8De multiples recherches complémentaires continuent d’être menées en parallèle par la mission germano-saoudienne, sur la céramique, les armes en métal, l’architecture funéraire, la statuaire, etc. D’autres aspects mériteraient également d’être développés dans le cadre d’une réflexion diachronique globale, qu’il s’agisse, par exemple, du contexte régional de l’oasis (art rupestre, graffites, occupation humaine depuis le Paléolithique, etc.) pour une meilleure connaissance des populations du désert et des voies de passages, ou de la répartition et de l’étude technique des structures hydrauliques (notamment l’existence de galeries souterraines), mais aussi des types et spécificités des maçonneries par périodes (notamment celles des fortifications), ou encore de la formation et du développement des villages dits récents (fondations, extension, pratiques agricoles, etc.). Il est donc à parier que les recherches archéologiques futures renouvelleront des pans entiers de l’histoire du site et compléteront le travail considérable déjà accompli par l’équipe germano-saoudienne.

9Le deuxième chapitre comporte quatre contributions sur le paléoenvironnement du site, son climat, sa flore moderne et ancienne et la gestion hydraulique à travers les âges.

10La première contribution intitulée « Palaeoenvironmental Changes at Taymā’ as Inferred from Sabkha Infill » (M. Engel, N. Klasen, A. Ginau, M. Patzke, A. Pint, P. Frenzel et H. Brückner ; p. 60-85) présente les résultats des recherches réalisées de 2010 à 2015 sur l’évolution du paysage de l’oasis au cours de l’Holocène, ayant donné lieu à plusieurs publications (par exemple : Engel et al. 2012, 2017). Après un condensé rapide de l’état des connaissances actuelles en ce domaine, les auteurs rappellent les forts processus d’érosion géologique et le climat hyperaride à l’œuvre dans l’oasis (45 mm d’eau par an entre novembre et avril ; température entre 10 °C et 40 °C), ainsi que la spécificité géomorphologique de la sabkha, archive paléo-environnementale exceptionnelle située au nord du site. L’étude s’appuie sur l’analyse stratigraphique de quarante carottes sédimentaires, dont deux (TAY36 et 76) sont ici examinées à travers un large spectre de méthodes archéométriques de caractérisation des sédiments et de datation (p. 66-67). Il en résulte une mise en séquence de l’histoire du secteur : la présence d’un lac permanent et l’augmentation des précipitations durant l’optimum holocène (environ 8000-6500 av. è. chr.), la contraction progressive du lac entre 6500 et 3000 av. è. chr., puis le passage d’une zone marécageuse à une sabkha il y a seulement 600 ans. Cette étude complétée par un volet paléobotanique (Dinies et al., plus loin), constitue tout simplement le premier et le plus complet référentiel paléo-environnemental en Arabie septentrionale. Il s’agit d’une recherche absolument primordiale, sans parallèle à ce jour, pour appréhender et comprendre l’évolution de la présence humaine au sein des oasis du Nord-Ouest de l’Arabie.
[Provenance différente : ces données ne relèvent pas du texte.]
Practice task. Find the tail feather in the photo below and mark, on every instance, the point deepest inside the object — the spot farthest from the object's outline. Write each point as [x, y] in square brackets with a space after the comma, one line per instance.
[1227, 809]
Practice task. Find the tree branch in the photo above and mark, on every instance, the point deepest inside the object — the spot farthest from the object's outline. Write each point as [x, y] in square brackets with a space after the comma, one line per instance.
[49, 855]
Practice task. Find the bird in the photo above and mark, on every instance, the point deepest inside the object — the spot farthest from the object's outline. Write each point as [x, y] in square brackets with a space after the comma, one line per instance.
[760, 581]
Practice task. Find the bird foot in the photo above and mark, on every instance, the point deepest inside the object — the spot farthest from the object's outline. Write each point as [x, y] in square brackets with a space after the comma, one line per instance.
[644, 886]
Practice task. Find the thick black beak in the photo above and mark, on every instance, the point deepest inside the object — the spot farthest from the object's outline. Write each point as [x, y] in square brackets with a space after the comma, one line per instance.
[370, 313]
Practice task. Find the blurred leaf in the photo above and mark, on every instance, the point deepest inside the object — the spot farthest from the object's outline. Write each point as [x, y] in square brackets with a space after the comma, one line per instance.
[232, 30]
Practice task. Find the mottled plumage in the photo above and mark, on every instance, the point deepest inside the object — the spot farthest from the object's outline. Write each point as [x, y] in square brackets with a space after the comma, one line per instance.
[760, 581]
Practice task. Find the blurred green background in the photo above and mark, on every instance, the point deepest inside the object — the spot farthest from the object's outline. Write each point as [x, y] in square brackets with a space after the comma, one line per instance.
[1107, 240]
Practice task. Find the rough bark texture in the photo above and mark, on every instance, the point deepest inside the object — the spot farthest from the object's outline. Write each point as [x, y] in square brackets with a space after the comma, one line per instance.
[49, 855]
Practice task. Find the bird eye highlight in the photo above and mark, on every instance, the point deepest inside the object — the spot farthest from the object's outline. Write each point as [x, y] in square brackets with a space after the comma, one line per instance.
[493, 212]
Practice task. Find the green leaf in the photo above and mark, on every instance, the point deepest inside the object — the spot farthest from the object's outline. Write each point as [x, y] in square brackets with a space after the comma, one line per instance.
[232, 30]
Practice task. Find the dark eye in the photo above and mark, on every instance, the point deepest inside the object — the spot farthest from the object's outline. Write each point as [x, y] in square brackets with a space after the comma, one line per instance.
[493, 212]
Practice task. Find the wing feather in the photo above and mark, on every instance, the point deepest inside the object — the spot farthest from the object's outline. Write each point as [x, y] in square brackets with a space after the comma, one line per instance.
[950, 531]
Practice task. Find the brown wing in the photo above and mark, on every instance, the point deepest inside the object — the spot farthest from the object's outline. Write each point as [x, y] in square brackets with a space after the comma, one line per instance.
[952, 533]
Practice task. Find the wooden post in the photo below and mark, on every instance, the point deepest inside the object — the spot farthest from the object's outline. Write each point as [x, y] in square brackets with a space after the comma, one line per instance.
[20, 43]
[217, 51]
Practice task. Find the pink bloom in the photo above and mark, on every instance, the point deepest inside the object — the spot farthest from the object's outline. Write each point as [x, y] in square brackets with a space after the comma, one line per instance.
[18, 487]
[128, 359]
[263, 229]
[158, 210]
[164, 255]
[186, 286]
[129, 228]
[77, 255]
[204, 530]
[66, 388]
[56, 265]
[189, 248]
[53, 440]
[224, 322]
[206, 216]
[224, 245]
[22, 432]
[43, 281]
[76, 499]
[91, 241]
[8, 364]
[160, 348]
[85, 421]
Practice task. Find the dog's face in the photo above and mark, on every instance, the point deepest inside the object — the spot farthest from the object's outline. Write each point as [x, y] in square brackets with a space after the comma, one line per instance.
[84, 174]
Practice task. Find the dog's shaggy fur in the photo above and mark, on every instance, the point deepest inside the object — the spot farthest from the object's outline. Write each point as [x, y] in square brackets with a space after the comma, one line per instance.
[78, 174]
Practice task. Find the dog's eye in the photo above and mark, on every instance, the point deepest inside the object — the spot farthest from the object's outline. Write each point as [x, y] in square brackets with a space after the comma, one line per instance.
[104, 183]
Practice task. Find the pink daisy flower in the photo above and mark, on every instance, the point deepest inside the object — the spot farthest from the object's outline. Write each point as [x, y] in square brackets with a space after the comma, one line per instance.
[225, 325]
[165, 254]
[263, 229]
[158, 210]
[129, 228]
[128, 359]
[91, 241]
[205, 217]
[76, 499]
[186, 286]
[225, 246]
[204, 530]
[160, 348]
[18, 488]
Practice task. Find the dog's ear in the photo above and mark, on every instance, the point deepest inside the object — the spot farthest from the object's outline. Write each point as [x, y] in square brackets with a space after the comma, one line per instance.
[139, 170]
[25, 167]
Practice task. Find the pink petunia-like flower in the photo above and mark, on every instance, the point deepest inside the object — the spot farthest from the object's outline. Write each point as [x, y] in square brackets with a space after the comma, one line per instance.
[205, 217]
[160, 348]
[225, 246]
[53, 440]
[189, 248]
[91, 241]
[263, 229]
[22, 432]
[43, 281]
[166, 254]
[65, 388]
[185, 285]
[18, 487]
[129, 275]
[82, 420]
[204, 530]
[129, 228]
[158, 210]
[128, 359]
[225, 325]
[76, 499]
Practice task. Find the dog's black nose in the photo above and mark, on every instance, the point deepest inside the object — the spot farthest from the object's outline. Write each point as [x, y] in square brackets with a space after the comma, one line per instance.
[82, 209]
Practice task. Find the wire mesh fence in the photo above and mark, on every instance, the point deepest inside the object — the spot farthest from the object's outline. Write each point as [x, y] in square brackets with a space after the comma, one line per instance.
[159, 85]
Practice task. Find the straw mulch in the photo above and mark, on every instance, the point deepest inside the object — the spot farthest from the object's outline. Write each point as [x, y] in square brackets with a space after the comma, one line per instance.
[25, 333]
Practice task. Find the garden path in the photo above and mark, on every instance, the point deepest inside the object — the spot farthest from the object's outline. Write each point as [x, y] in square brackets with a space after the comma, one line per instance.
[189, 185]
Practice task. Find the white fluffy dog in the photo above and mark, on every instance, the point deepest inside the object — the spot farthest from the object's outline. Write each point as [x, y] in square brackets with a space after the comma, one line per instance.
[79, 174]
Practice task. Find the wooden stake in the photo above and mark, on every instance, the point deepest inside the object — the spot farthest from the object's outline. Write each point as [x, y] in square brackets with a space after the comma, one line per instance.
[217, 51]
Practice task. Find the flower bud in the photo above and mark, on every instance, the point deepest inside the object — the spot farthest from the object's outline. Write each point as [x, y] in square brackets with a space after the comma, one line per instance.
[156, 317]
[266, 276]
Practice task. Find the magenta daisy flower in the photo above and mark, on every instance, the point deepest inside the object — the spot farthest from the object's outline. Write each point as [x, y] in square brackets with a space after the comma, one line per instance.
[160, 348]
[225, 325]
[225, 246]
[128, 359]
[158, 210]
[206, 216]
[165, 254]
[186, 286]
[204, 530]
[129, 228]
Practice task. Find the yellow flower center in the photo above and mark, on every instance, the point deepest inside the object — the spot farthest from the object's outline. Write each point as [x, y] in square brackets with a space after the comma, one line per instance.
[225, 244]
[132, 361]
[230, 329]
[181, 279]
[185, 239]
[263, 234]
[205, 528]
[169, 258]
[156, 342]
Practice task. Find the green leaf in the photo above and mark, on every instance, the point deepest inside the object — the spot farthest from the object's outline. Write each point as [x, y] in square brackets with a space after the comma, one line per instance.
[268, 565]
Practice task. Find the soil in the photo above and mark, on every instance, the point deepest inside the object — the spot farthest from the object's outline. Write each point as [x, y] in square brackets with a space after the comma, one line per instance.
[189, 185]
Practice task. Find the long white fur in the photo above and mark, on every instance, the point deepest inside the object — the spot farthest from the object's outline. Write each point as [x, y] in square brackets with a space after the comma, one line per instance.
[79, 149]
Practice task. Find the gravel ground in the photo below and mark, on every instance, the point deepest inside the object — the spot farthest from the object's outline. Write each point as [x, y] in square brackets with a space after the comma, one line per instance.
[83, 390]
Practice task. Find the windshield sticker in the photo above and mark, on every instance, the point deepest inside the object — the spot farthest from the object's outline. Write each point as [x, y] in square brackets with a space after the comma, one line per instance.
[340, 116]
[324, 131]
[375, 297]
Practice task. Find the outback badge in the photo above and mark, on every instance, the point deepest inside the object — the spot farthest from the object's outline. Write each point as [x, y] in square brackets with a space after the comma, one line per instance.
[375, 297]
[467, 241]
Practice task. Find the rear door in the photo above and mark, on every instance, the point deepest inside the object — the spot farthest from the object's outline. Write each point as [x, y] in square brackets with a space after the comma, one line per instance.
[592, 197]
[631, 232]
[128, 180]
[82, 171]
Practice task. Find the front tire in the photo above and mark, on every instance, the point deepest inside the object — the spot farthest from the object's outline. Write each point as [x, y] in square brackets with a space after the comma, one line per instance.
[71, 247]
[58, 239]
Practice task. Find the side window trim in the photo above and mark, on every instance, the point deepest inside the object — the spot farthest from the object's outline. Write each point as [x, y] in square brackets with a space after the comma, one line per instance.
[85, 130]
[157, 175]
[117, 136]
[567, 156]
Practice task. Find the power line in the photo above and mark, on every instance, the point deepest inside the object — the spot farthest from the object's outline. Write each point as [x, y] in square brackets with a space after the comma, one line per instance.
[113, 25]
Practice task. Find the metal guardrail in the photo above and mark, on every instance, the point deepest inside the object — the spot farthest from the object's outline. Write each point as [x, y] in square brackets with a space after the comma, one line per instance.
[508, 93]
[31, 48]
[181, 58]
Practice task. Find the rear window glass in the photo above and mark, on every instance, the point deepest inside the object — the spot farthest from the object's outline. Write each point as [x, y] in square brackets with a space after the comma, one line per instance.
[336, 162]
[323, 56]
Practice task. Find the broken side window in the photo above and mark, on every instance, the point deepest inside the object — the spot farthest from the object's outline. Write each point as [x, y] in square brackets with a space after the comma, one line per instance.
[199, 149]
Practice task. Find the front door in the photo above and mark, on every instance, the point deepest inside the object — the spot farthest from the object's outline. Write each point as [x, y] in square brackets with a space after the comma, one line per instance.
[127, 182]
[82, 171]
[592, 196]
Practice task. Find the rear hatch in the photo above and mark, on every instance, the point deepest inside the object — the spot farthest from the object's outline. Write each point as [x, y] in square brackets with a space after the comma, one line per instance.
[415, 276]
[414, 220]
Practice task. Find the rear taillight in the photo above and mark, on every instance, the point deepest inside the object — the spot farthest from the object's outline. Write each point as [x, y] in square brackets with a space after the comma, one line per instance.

11Dans une deuxième contribution (p. 86-127), H. Kürschner et R. Neef livrent un panorama de la flore désertique actuelle au sein de l’oasis et à proximité (prospection menée en 2009 et 2010 ; rapport précédemment paru in Kürschner et Neef 2011). La présentation se fait par type de contexte (1. wadis, 2. déserts rocailleux [Reg/Serir], 3. plaines désertiques sableuses, 4. dunes de sable, 5. sabkha) comprenant un inventaire et une analyse, illustrés par de belles planches en couleur. Quantité de détails (lieux, identification et inventaire) sont fournis en annexe du texte. Bien que cette contribution s’adresse en particulier aux archéobotanistes, elle paraîtra très utile aux archéologues qui souhaitent se documenter sur la couverture végétale des paysages désertiques d’Arabie septentrionale. Il s’agit, à n’en pas douter, d’une contribution de référence pour la région. Noter que les plantes cultivées en contexte oasien sont discutées dans la contribution suivante.

12La troisième courte contribution du chapitre (M. Dinies, R. Neef et H. Kürschner) livre les résultats de l’analyse palynologique de dix échantillons (90 pollens) issus d’un carottage TAY34 réalisé dans la sabkha de Taymā’ par l’équipe menée par M. Engel (p. 129-143). Les résultats concernent la période située entre environ 7300 et 3000 av. è. chr., correspondant aux périodes Holocène ancien et moyen. Cette étude préliminaire a été largement amendée au cours de travaux plus récents (absolument passionnants) dont nous recommandons vivement la lecture, en priorité (Dinies et al. 2011, 2015, 2016 ; Dinies 2019). Ces travaux, majeurs pour la connaissance de la formation du paysage de Taymā’, livrent aussi les premiers éléments de réflexion sur la naissance de l’agriculture en contexte oasien d’Arabie septentrionale et notamment sur la présence de la vigne dès le IVe millénaire (et vraisemblablement même dès le Ve millénaire, d’après Dinies 2019), ou encore sur l’apparition étonnamment tardive du palmier dattier au IIe millénaire av. è. chr. Dans les oasis du Nord de l’Arabie, une « économie » méditerranéenne (peut-être importée, en lien avec le processus d’urbanisation et d’expansion du Bronze ancien au Levant sud), aurait ainsi précédé l’économie oasienne…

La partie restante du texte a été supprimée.